Here are the ones I'm using this year, most of them are from the boards though.. Good luck!


Hold hands for 15 seconds with the next person who talks to you. (Provide no explanation!)

Respond "that's what she said" to anything that is said to you for the next 10 minutes.

Ask each person in the room if there is anything you can get for them.

Pretend you really are whatever it is you came dressed as for the next half hour. (No explanation!)

Jump in a random conversation by saying, “Excuse me? Do you have any Grey Poupon?”

Walk up to someone as if you are about to say something to them, but instead, just take their drink (or treat) and walk away. (No explanation!)

Strut around the room and cluck like a chicken (and don’t forget to flap your wings).

Get everyone’s attention and sing the Barney song.

You need to be mummified. (Ask for details..)

Blow in someone’s ear that you don’t know very well. (No explanation!)

You become a cat for the next 10 minutes. Do not explain if asked about your behavior.

Do the limbo by yourself.. without a limbo stick.

Do not talk for 10 minutes. Do not explain if anyone asks.

Get at least 5 people’s attention and do an interpretive hula dance - with no music - for 1 minute.

Act like a rodeo cowboy for 1 minute. Make sure you yell "yeehaw" a lot.

Get at least 5 people’s attention and do a Halloween rap. Right. Now.

Attempt to bite the neck of the person closest to you.

Hitch a piggyback ride on someone, or get someone to hitch a piggyback ride on you.

Pick any inanimate object near you and try out your cheesiest pick-up line.

Find someone you don’t know and stare them in the eyes for 30 seconds (no talking or explaining!)

For the next 5 minutes, scream random words while talking.

Moonwalk across the room.

Repeat everything that is said to you for the next 5 minutes.

You develop a hunchback and one short leg for the next 5 minutes.

Select two people and accept a Truth-Or-Dare from each of them.

Be a mime in a box until someone lets you out.
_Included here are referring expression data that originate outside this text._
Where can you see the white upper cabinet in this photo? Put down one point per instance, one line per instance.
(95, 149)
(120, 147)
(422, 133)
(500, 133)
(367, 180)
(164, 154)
When talking to people ask "is that your final answer?” before responding. (Only for the next 10 minutes!)

Scare the next person coming down (or going up) the stairs. If they scream, you’ve done your job.

You’ve forgotten everyone’s names! Anyone that talks to you, call them by the name of “Brunhilda.”

Convince at least three people to go outside with you and look at the moon. (Do not tell them it’s for this game!)


----------



## tgoodman (Sep 25, 2009)

Look up "Minute to Win It" party game ideas, too. They're great to use for bad fates.


----------



## Haunt Brewing (Sep 26, 2010)

Do you have a theme you are going with? That could help the juices. Have anything about speaking in pig Latin, speaking in 3rd person, hopping on one foot, being sent to a corner, trying to get someone to say a word like "bubble" in normal conversation, following someone around the party, staring off to a random spot on the wall or ceiling until someone does it with you...that's all I got off the top of my head right now.


----------